Monetary Authority of Singapore
The Monetary Authority of Singapore building, Singapore

Singapore's monetary watchdog has ordered at least three British banks to set aside hundreds of millions of pounds over suspected manipulation of a Singaporean benchmark interest rate called Sibor.

The Royal Bank of Scotland (RBS), Barclays and Standard Chartered have been ordered to allocate more than £1bn (€1.2bn/$1.6bn) by the Monetary Authority of Singapore (MAS) to cover "deficiencies and risks" as part of the authority's ongoing investigation into the rigging of Sibor during a period between 2007 and 2011. The authority is probing about 20 banks over rate rigging.

RBS was ordered to set aside £510m to £612m, while Barclays and Standard Chartered have been told to allocate between £200m to £300m each in connection with the probe.

The development comes less than a year after a number of British banks were fined over the manipulation of the London-based benchmark rate, Libor.

"RBS has co-operated fully with MAS on its review of benchmark submissions and will comply with any required regulatory, capital and remedial measures," the bank said in a response.

The MAS noted that 133 traders between these banks were found to have tried to manipulate the benchmark interest rate.
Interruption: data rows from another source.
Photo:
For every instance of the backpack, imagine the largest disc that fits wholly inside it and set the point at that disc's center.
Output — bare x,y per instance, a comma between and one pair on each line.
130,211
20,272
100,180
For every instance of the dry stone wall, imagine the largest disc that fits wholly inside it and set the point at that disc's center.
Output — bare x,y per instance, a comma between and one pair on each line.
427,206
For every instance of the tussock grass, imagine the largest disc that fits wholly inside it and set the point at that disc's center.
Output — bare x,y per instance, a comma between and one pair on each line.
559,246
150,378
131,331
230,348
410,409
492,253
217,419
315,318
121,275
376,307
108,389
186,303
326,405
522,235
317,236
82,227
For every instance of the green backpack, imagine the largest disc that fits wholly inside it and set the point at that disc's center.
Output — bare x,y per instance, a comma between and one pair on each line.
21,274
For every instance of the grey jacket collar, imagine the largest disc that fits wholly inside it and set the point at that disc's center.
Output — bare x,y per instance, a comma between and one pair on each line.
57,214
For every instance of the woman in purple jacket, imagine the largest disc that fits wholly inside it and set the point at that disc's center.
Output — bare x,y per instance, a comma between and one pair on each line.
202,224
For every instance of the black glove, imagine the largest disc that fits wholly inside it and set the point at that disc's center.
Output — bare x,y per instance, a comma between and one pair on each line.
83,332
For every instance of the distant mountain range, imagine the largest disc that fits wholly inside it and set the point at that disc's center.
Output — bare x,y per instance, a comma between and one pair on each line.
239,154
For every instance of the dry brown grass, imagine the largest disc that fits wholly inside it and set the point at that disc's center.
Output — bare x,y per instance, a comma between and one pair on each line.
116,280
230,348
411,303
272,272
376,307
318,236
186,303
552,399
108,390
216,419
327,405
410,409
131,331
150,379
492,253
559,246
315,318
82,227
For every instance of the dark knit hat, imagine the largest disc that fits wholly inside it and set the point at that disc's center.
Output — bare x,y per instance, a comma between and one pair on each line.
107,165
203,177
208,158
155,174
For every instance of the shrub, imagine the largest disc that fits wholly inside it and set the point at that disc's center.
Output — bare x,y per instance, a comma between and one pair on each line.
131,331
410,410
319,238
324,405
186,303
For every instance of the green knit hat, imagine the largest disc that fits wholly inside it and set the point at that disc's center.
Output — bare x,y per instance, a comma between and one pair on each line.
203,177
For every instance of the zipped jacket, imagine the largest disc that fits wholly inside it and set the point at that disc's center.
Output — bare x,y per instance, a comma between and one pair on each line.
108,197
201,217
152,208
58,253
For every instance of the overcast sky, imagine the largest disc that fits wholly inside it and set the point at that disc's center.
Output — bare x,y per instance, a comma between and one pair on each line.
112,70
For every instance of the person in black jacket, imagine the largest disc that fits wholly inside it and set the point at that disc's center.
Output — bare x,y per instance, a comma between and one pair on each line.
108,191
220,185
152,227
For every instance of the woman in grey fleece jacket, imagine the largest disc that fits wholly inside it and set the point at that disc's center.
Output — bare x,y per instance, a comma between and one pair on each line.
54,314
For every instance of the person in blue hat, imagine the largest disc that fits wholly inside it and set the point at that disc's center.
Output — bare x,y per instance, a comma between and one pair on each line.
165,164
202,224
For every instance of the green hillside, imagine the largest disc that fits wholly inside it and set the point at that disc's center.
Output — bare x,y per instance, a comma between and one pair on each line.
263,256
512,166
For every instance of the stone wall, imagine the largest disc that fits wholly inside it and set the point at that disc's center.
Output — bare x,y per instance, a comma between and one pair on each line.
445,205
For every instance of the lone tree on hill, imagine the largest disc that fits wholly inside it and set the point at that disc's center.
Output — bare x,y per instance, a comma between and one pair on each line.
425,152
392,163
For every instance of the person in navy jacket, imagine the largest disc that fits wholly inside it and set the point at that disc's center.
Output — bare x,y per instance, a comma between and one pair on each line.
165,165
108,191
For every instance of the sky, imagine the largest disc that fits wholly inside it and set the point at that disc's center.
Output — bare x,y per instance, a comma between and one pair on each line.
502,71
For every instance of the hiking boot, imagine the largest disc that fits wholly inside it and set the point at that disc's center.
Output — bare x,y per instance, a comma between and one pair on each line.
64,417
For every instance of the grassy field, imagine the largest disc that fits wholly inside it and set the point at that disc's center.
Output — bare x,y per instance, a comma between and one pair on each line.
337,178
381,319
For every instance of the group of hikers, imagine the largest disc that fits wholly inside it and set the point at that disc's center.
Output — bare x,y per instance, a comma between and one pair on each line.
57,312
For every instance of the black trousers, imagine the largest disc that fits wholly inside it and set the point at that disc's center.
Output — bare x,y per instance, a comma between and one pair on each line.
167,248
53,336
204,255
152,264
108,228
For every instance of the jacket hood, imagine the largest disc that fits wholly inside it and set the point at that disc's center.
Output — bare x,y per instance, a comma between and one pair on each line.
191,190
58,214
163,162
The allocated money will be kept at 0% interest rates for a year, while the central bank considers measures to prevent rate rigging, including making it a criminal offence.
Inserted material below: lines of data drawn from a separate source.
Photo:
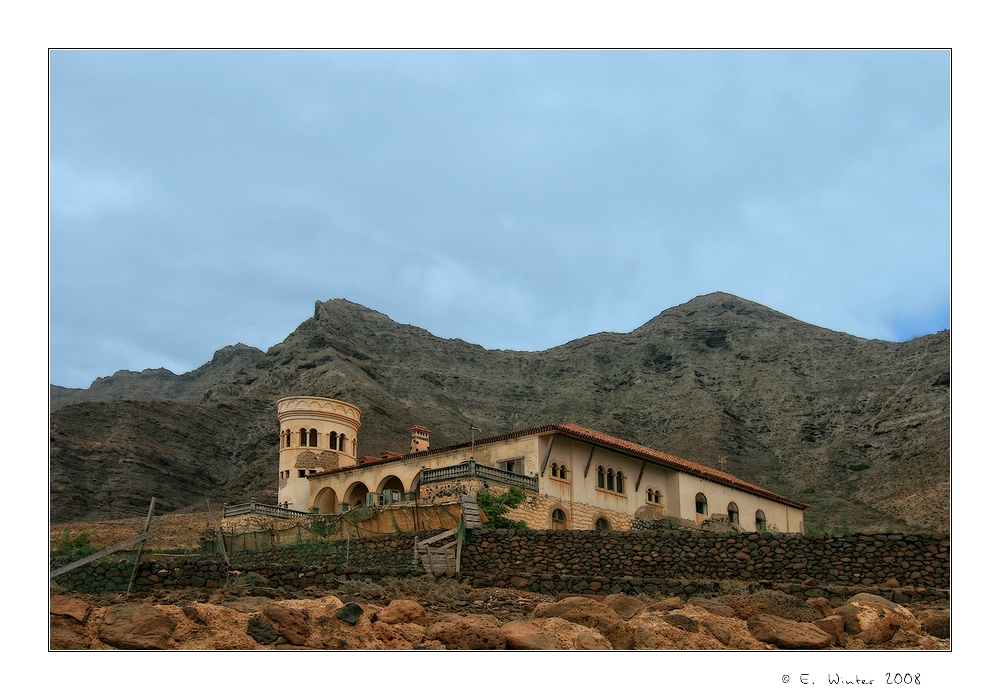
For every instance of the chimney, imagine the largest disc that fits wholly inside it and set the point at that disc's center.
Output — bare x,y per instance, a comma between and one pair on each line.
420,439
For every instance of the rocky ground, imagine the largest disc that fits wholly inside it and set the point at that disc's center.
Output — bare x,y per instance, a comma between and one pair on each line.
859,429
442,614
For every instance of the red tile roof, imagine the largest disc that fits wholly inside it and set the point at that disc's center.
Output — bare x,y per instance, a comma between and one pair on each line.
595,437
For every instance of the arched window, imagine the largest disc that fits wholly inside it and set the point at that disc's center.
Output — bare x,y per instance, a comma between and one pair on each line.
558,519
701,504
760,520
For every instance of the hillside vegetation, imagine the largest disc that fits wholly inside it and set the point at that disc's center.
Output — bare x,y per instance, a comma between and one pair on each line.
860,429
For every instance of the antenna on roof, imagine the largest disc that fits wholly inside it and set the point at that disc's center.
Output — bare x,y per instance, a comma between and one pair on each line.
474,429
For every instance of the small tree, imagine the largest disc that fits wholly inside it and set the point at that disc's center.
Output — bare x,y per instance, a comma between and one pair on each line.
496,507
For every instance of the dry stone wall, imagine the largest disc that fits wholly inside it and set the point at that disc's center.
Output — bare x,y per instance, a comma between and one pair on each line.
684,563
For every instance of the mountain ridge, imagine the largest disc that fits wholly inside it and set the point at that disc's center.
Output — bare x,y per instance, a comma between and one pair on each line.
857,427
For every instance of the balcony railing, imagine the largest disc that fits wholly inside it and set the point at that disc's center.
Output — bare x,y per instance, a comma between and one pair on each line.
229,511
472,469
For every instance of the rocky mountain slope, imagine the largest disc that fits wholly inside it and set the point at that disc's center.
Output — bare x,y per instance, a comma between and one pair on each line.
160,384
858,428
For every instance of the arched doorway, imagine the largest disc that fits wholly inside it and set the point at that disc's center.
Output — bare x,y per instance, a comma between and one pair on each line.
326,501
356,495
391,490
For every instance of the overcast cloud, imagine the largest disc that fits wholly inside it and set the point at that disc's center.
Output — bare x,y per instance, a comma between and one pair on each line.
513,199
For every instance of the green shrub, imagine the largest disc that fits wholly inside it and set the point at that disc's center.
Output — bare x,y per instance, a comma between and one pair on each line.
496,507
76,547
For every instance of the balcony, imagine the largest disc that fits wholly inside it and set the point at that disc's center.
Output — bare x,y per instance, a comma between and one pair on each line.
473,469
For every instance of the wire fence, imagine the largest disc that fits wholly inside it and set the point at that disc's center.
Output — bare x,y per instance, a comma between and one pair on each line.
360,523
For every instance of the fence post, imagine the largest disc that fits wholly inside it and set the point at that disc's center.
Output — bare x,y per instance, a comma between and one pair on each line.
218,535
138,554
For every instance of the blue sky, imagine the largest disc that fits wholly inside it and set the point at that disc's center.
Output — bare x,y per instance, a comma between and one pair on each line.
513,199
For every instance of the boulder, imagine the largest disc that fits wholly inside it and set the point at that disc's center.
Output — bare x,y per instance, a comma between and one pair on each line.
69,607
873,619
350,613
833,626
191,613
591,640
935,622
788,634
521,634
389,637
292,623
399,611
589,613
681,622
64,634
720,632
773,603
136,626
666,605
822,606
467,632
624,605
712,606
261,631
572,635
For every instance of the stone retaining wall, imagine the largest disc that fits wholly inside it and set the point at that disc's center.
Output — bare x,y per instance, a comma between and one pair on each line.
904,568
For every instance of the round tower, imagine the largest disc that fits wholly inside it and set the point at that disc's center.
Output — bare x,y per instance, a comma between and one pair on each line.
316,435
420,439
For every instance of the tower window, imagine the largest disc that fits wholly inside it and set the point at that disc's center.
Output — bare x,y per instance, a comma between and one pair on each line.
701,504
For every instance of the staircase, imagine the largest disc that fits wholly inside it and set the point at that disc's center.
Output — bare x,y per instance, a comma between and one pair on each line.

"Although the number of traders involved represents a small proportion of the trading community in Singapore, MAS takes a serious view of the need to uphold high standards of integrity in the industry and expects banks to foster a culture of ethical conduct among all their employees," the central bank said in a statement.

Other global banks including Bank of America, BNP Paribas and the Overseas-Chinese Banking Corporation were also ordered to increase their reserves at MAS by S$700m to S$800m. Other banks in the probe include Credit Suisse, Deutsche Bank, HSBC and JPMorgan Chase.